The Hi-C technology, which is commercially available from Dovetail Genomics (Scotts Valley, CA, USA) and Phase Genomics (Seattle, WA, USA), is based on chromosome conformation capture. The Hi-C method provides information on chromatin interactions (Lieberman-Aiden et al. 2009). It is expected that individual chromosomes remain physically separate in nuclei, and DNA–DNA interactions are more frequent between adjacent regions on the same chromosome than between chromosomes. Contact maps, based on interaction frequencies between any two genomic regions, are used to group, order, and orient contig sequences to generate chromosome-level assemblies (Dudchenko et al. 2017).

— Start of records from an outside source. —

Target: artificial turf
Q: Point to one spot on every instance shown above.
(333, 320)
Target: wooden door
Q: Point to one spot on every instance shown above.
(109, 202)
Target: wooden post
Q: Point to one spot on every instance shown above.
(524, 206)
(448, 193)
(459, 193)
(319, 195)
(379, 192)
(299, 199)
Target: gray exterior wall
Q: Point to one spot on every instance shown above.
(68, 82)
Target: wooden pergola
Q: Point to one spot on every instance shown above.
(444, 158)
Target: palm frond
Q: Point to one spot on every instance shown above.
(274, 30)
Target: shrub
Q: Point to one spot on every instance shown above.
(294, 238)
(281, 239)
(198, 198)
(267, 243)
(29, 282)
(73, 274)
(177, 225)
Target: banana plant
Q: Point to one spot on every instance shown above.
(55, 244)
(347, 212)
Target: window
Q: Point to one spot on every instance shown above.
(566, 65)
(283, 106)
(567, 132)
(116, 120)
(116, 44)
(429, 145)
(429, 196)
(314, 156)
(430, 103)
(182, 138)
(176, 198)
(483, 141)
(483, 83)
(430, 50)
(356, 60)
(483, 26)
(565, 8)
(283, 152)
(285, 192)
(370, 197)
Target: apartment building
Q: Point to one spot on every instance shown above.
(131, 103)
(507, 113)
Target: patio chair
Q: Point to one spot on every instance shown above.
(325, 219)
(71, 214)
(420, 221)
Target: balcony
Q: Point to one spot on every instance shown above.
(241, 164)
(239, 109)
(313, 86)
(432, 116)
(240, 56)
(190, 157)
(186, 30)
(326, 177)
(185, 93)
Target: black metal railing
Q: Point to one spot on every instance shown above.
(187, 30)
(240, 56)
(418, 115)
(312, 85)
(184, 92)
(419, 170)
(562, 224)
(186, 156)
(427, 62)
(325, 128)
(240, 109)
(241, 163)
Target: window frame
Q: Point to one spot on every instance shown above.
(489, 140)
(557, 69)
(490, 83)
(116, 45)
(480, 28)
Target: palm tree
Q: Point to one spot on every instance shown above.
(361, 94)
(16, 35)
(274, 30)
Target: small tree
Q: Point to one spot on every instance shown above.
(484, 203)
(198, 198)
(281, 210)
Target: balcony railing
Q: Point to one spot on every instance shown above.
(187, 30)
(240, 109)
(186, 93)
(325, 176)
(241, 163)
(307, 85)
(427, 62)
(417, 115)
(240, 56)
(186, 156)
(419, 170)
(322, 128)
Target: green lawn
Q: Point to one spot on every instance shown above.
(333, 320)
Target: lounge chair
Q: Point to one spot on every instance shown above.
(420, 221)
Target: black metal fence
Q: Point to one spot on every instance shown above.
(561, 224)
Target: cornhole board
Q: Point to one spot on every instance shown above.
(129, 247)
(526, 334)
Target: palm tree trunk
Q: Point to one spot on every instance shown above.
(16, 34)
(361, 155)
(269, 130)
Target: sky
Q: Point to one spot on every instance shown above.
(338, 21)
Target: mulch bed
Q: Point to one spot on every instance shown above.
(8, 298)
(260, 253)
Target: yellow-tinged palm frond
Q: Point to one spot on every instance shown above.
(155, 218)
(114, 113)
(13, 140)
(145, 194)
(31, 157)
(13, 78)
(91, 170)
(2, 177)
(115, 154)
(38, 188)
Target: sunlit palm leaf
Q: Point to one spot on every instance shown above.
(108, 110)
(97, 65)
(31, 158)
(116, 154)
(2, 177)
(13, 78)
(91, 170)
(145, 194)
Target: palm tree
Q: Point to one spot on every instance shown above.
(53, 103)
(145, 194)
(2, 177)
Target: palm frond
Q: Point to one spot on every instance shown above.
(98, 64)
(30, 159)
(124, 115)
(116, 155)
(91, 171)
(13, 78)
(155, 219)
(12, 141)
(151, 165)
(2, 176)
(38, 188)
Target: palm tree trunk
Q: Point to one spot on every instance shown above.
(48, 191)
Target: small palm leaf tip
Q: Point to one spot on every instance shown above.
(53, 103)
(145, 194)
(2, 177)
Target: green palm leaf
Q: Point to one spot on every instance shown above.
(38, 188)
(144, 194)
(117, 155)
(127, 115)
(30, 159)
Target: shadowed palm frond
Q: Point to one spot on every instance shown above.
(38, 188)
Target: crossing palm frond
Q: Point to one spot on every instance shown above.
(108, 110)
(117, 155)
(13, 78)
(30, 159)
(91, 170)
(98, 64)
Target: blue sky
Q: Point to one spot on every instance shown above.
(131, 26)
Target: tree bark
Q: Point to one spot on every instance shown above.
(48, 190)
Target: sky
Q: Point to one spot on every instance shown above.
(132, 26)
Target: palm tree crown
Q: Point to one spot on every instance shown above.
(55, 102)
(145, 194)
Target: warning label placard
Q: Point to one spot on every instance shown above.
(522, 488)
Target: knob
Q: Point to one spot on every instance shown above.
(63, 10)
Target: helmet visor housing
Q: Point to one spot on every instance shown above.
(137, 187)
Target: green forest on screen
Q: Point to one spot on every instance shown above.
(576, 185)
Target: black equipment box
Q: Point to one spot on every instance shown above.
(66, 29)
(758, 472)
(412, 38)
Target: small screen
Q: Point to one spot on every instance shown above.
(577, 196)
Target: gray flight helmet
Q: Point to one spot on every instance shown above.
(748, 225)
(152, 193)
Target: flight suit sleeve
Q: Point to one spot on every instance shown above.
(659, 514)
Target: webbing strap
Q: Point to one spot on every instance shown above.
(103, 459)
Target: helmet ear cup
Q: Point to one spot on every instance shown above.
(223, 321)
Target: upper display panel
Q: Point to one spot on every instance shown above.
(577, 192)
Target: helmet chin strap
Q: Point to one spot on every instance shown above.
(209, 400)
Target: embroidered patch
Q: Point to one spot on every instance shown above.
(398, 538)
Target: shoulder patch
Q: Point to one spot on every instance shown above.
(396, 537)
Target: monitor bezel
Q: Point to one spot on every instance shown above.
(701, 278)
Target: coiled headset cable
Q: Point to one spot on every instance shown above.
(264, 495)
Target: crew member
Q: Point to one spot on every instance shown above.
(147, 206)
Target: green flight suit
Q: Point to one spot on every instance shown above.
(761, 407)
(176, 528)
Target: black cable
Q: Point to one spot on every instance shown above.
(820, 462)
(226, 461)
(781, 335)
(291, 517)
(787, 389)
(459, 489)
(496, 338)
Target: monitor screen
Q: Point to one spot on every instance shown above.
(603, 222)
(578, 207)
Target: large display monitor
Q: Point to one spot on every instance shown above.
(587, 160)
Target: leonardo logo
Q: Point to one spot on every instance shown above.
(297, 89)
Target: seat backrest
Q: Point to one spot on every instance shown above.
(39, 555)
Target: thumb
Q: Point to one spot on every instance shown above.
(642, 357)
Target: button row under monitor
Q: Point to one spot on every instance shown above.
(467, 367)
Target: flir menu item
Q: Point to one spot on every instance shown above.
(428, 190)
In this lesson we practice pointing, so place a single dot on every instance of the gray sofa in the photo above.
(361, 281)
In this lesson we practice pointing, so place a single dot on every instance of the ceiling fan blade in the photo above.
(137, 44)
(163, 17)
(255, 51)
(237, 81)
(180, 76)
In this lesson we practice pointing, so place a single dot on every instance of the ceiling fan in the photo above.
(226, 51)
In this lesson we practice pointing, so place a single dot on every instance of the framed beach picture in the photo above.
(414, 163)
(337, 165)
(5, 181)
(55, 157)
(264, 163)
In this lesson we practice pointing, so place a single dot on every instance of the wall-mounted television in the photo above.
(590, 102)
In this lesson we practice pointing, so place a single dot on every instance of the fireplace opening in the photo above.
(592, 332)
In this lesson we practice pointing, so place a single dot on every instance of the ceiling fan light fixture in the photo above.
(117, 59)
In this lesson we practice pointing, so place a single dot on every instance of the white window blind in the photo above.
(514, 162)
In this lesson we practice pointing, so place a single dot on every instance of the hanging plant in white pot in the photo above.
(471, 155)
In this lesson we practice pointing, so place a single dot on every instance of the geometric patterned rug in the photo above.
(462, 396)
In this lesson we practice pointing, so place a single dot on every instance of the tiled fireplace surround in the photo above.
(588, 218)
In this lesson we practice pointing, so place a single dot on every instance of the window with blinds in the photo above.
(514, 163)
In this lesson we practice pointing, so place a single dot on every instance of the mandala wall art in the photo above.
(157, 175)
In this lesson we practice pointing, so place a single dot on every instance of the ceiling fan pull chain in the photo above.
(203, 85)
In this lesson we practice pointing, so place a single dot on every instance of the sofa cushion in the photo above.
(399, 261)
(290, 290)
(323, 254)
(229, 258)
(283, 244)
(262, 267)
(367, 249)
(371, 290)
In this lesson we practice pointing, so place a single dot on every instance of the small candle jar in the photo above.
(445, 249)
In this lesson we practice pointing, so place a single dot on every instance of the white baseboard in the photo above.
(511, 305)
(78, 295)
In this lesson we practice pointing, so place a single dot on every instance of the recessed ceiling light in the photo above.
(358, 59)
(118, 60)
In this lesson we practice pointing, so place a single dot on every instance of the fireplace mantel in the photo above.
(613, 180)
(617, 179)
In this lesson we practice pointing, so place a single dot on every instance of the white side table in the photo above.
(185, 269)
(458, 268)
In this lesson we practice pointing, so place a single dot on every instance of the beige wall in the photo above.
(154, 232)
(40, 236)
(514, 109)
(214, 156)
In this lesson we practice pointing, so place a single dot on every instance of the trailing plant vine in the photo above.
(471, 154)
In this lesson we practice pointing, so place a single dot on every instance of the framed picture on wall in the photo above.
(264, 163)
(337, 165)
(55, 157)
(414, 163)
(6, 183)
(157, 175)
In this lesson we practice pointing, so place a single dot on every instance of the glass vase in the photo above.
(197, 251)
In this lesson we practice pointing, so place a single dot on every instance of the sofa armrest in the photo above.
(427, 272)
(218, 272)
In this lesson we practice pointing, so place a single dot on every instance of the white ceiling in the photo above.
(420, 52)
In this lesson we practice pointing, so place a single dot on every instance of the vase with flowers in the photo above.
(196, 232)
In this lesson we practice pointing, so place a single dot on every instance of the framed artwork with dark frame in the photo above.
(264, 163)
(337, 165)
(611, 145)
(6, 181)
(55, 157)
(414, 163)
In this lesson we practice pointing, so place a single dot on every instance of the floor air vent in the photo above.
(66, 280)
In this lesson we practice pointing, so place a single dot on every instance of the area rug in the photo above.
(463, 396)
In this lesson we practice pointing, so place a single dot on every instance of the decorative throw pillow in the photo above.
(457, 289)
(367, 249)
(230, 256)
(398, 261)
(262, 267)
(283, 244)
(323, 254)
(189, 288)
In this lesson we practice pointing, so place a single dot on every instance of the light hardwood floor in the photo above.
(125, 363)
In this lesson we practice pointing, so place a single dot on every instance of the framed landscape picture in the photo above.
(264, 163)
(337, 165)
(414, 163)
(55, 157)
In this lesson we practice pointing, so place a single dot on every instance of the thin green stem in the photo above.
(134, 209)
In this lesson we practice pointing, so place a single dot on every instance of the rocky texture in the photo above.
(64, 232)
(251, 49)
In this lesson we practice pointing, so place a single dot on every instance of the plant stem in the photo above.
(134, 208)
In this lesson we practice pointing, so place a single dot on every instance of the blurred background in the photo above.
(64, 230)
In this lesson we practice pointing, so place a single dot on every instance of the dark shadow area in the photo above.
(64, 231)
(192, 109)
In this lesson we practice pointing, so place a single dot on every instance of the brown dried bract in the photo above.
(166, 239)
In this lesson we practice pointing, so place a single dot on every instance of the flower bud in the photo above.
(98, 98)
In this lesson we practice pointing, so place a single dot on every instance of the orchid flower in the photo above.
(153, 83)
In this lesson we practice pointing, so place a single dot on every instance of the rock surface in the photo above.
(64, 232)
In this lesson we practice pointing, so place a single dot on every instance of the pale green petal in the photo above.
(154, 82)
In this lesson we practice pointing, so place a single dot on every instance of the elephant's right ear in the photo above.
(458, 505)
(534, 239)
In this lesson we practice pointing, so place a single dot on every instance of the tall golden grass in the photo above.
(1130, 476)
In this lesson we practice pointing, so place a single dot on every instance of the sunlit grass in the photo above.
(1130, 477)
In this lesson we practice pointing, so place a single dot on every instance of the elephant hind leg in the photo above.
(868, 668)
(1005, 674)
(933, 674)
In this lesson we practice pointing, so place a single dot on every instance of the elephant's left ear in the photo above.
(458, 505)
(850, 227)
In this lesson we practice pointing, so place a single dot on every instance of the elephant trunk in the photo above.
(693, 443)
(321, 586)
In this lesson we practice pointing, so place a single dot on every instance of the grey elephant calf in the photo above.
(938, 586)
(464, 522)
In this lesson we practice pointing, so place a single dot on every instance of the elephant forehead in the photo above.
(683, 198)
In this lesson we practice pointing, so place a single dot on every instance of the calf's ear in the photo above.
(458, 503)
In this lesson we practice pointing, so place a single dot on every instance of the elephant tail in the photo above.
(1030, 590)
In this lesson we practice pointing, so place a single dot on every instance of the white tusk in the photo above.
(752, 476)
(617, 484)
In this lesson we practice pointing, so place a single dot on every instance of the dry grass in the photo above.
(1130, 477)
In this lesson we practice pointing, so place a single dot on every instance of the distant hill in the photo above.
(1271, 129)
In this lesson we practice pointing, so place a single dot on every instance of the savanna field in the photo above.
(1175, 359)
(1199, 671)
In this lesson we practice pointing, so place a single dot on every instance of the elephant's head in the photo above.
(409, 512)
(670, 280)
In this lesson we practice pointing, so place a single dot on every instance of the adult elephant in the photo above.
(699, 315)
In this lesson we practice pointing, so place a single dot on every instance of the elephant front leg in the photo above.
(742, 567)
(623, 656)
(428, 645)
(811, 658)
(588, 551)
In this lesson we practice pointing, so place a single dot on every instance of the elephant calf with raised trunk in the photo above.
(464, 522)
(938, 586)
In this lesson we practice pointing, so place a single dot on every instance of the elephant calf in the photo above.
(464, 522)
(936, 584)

Haplotype-phased genome assembly

The size of a genome assembly generally corresponds to the haploid genome size of the target plant species. In all plant species, including allogamous species with a heterozygous genome, an integrated genome sequence, also known as a reference genome sequence, is usually generated from two haploid sequences. This explains why chromosome-level assemblies are known as pseudomolecule sequences. To overcome this limitation, genome assemblers have been developed for diploids to generate long-read data (Chin et al. 2016). The resultant contigs comprise two sets of sequences, primary contigs and haplotigs, which represent two haplotype sequences of diploids (Chin et al. 2016). Since one sequence does not always arise from one haploid genome, the concerned sequence might be a chimera of the two haploid sequences, which occurs due to a phenomenon known as haplotype switching. To avoid this problem, Hi-C data are employed to correct the mis-haplotype phasing and to extend the contig sequences along one haploid genome (https://github.com/phasegenomics/FALCON-Phase).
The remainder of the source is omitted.